I turned to see a very cute and young Japanese woman, dressed in tight black leather shorts and high heels. She wore no blouse, but instead a collar that was very wide, covering her long throat almost completely. Her breasts were small and the nipples swollen and cherry red, so red that I thought they might be painted, but they weren’t. Her face was delicate, with very high cheek bones and pouting lips, and her eyes were dark and narrow. With her black hair falling in a sort of uneven shag style around her shoulders, I thought the girl looked almost mythical in appearance, like an elf or some forest nymph who should be dancing in the moonlight. I found her very enchanting and I couldn’t help but smile.
“Yes,” I answered in Japanese. “I like it very much.”
“You’re Mistress Atsumi’s.” It wasn’t a question. “That’s good. She’s been lonely, I think. It’s nice to see her happy again.”
“I do not understand what you mean,” I said. I hadn’t yet considered what, if anything, my relationship with Atsumi was, beyond the immediate pleasure of being in each other’s company.
“Mistress Atsumi hasn’t taken a lover in some time,” the girl shrugged, “but perhaps I’m saying too much.” She decided to try and change the subject. “Your Japanese is very good, where do you study?”
“No, please. I wish to know what you mean.” I moved a little closer to the woman. “I thought Fumiko-san is her lover.”
She giggled at me when I said that. “Fumiko is Mistress Atsumi’s sister. Not her lover.”

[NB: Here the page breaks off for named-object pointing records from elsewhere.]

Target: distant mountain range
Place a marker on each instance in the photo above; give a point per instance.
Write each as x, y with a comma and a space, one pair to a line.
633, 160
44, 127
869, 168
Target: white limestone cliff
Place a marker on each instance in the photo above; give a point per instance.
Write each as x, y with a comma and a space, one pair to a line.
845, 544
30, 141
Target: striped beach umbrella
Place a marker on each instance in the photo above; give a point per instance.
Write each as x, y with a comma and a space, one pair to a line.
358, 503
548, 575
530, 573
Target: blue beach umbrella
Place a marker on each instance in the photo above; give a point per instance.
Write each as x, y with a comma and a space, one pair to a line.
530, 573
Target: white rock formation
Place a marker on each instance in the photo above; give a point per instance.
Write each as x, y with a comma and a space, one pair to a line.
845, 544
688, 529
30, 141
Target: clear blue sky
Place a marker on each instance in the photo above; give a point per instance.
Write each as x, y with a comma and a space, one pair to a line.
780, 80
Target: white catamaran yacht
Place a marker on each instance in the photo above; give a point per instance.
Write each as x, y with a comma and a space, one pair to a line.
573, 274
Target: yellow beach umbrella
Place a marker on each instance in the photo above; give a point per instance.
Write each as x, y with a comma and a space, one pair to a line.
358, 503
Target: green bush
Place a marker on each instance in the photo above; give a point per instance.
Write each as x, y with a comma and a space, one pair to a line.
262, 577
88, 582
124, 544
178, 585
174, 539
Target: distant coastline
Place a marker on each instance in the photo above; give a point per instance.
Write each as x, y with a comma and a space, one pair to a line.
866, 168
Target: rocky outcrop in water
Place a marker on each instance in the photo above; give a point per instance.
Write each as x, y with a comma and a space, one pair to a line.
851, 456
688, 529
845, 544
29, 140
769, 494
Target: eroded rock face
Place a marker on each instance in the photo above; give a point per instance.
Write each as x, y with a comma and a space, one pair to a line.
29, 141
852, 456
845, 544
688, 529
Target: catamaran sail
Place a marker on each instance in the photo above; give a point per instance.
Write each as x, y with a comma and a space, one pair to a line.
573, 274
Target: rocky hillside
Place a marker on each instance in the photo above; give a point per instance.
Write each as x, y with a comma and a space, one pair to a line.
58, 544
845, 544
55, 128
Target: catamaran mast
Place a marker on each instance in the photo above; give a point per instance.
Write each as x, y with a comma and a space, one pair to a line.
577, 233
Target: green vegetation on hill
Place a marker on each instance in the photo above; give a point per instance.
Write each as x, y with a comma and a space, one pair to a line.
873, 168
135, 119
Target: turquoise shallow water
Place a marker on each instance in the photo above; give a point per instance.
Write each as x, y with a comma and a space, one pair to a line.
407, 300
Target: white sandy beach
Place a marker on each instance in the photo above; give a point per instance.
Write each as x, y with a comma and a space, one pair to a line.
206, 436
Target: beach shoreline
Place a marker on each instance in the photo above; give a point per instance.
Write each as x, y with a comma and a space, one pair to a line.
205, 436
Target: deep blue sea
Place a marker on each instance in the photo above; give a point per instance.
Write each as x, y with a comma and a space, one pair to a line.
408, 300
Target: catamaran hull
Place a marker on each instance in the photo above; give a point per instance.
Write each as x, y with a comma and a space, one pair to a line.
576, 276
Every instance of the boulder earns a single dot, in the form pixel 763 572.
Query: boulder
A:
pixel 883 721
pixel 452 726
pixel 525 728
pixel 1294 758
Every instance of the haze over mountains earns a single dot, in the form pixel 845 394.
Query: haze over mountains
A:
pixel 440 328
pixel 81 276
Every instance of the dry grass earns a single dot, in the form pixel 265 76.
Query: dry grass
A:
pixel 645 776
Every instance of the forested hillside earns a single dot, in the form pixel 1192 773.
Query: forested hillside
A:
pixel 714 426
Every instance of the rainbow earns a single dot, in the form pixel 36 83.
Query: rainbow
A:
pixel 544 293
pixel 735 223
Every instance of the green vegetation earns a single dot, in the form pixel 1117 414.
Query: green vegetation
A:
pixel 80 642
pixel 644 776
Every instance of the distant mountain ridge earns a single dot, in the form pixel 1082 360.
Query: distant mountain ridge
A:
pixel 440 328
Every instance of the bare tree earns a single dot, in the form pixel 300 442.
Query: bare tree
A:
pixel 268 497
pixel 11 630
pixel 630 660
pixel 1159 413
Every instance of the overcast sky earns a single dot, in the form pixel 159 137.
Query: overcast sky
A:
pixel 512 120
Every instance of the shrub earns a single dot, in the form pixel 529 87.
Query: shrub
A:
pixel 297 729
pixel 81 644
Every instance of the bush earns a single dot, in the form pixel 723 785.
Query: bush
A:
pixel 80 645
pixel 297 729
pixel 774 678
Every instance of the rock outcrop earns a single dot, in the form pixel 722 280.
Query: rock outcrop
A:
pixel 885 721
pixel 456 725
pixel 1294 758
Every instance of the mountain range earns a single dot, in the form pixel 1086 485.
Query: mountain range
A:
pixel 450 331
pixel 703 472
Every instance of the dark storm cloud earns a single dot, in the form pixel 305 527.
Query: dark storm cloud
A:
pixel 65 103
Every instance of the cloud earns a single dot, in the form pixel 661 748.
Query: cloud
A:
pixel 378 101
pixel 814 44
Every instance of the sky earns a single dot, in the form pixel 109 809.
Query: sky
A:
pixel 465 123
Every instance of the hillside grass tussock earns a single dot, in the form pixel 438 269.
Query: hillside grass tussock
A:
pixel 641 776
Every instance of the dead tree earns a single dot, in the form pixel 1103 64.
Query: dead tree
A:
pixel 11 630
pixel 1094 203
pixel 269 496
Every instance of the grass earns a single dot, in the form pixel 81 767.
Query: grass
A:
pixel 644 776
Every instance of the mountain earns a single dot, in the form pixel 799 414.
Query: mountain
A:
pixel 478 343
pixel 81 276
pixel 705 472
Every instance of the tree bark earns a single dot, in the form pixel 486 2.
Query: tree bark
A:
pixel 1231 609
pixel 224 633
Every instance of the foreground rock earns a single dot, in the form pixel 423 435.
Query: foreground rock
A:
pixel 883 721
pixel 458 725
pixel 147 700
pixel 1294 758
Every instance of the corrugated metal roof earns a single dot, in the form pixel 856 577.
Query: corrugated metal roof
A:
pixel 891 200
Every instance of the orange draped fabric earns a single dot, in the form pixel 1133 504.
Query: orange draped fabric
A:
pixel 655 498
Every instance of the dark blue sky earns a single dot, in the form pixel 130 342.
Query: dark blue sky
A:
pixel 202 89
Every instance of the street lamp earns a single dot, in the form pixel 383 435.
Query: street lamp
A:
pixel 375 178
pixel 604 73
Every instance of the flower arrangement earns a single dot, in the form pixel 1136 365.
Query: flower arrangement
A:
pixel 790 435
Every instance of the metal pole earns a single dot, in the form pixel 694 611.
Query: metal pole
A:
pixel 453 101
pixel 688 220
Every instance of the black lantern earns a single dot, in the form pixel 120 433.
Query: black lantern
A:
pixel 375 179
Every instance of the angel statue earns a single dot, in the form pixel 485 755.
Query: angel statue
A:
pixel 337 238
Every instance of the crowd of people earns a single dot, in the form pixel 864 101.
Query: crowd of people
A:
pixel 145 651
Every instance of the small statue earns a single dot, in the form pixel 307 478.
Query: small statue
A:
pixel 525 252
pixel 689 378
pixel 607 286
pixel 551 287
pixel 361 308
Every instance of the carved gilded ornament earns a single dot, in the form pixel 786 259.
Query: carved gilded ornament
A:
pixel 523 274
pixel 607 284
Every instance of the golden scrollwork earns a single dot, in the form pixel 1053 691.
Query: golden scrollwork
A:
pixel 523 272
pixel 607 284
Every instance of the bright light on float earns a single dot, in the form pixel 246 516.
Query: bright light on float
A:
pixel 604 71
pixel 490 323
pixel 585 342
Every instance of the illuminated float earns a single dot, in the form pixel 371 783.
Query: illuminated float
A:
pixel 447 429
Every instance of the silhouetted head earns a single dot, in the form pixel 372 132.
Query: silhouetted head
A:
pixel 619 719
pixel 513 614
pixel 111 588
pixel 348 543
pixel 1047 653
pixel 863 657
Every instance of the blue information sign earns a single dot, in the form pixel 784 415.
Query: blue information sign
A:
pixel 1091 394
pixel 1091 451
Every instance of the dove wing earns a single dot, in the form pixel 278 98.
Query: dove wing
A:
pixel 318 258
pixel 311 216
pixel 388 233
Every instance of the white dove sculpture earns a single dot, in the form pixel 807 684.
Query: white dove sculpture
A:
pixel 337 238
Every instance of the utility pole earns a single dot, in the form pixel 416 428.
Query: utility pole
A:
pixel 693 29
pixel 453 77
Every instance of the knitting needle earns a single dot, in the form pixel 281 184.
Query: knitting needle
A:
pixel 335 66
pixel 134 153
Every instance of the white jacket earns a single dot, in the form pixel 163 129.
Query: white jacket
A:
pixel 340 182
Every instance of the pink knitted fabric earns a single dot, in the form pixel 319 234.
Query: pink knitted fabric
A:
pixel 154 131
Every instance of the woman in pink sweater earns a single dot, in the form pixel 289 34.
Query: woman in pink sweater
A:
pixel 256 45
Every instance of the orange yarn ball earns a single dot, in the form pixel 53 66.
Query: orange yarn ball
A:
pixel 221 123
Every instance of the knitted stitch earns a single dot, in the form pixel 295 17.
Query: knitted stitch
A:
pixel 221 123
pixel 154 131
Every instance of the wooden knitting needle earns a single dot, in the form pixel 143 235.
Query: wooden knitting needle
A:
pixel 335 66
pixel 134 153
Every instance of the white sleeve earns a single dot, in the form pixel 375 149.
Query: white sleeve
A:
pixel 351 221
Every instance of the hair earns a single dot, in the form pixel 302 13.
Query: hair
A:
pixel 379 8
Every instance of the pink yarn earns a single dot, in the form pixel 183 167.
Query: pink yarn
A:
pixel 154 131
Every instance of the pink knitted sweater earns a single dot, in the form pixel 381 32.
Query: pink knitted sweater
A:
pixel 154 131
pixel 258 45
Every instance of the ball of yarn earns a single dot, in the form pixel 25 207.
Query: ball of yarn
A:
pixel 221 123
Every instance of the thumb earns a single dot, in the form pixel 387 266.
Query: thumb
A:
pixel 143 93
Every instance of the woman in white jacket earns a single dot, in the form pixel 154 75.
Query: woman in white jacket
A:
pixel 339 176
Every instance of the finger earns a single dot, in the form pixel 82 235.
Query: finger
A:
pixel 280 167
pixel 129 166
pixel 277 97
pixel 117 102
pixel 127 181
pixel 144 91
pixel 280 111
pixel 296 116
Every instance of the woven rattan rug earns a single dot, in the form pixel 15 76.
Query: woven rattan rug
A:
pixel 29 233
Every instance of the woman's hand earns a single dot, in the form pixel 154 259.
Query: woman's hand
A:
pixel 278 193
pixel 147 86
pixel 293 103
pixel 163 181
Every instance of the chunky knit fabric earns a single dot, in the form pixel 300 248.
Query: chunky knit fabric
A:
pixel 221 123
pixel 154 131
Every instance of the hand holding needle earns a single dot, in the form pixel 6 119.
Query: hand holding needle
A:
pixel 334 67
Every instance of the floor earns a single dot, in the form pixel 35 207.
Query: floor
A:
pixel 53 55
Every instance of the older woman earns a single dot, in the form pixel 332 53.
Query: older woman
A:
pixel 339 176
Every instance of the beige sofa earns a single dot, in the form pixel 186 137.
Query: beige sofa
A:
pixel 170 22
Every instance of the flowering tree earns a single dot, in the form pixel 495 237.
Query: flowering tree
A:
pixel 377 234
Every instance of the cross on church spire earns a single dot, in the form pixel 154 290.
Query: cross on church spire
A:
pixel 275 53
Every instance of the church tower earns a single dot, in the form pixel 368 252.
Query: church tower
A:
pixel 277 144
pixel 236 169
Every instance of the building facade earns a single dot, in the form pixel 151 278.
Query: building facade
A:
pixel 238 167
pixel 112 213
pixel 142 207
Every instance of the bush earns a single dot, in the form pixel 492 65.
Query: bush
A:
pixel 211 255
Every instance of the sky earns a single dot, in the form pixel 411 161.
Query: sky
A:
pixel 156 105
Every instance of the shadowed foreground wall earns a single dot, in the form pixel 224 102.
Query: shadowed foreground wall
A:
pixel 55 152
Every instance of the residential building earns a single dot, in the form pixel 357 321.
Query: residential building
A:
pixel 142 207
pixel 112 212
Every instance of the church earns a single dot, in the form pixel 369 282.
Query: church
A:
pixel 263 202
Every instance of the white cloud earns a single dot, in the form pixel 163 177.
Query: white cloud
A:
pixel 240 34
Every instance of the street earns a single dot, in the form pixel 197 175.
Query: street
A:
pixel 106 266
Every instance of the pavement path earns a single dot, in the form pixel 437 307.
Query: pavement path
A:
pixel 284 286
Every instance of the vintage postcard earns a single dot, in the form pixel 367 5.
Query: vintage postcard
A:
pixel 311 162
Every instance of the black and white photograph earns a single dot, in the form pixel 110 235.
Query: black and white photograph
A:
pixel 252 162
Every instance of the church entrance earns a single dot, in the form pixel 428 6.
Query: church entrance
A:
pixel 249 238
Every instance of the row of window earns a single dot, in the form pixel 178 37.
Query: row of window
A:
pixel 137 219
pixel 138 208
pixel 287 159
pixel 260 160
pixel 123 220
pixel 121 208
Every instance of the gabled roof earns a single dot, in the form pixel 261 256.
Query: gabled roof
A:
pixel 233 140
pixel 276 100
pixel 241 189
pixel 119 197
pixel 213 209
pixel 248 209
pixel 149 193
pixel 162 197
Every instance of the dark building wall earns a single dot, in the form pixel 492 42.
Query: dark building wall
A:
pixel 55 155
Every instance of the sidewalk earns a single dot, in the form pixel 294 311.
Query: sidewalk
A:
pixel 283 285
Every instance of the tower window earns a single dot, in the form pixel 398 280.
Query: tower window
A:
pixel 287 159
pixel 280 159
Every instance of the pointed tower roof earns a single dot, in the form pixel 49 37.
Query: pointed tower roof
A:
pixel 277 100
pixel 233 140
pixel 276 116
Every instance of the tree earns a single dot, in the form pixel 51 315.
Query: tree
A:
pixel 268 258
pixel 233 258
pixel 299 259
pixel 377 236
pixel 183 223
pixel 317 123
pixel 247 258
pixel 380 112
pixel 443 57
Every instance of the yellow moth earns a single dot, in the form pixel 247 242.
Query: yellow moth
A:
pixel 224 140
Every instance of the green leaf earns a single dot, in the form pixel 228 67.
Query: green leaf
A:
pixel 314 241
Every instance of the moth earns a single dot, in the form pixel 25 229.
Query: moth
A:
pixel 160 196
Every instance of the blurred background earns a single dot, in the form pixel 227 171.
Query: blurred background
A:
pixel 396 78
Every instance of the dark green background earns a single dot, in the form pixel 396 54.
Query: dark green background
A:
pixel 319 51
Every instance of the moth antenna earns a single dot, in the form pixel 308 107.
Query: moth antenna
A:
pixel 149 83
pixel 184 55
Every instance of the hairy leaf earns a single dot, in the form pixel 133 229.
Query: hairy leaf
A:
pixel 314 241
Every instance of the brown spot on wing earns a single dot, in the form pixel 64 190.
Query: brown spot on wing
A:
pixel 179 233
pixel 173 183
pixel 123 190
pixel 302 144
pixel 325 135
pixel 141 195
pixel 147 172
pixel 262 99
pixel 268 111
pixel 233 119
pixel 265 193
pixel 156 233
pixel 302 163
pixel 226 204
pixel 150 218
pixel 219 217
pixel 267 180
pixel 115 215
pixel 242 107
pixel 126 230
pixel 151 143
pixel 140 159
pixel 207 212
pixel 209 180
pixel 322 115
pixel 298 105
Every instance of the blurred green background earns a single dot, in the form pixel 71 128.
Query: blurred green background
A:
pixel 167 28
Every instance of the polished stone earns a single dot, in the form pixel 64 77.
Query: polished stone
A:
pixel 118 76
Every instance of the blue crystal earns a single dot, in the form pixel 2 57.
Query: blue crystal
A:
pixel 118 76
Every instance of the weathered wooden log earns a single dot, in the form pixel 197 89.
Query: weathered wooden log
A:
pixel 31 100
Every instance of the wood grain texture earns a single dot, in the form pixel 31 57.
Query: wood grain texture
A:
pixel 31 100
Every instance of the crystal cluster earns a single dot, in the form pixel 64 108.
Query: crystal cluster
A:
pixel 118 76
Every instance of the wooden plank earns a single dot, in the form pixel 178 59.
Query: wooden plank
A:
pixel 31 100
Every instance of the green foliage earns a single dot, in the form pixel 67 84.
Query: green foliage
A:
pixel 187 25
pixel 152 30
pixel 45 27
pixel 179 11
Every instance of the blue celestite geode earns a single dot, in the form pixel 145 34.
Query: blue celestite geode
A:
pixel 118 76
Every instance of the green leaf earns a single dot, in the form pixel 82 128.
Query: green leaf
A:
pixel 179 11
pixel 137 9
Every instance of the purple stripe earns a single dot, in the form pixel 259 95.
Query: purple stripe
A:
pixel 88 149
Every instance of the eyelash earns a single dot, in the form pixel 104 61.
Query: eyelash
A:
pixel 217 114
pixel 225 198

“Oh.” I stood back a little as I considered that news. There were similarities between them, I supposed once I thought about it. But honestly, I wouldn’t have noticed the resemblance on my own. It was their eyes, Mistress Atsumi and Fumiko’s eyes had the same shape and color. Not so dissimilar from other Japanese women, perhaps, but wonderfully unique when one stared into them as I had.
“I’m Jun.” She nodded in the direction of Mistress Atsumi who still spoke with the shop’s owner. “My Mistress is called Kami.”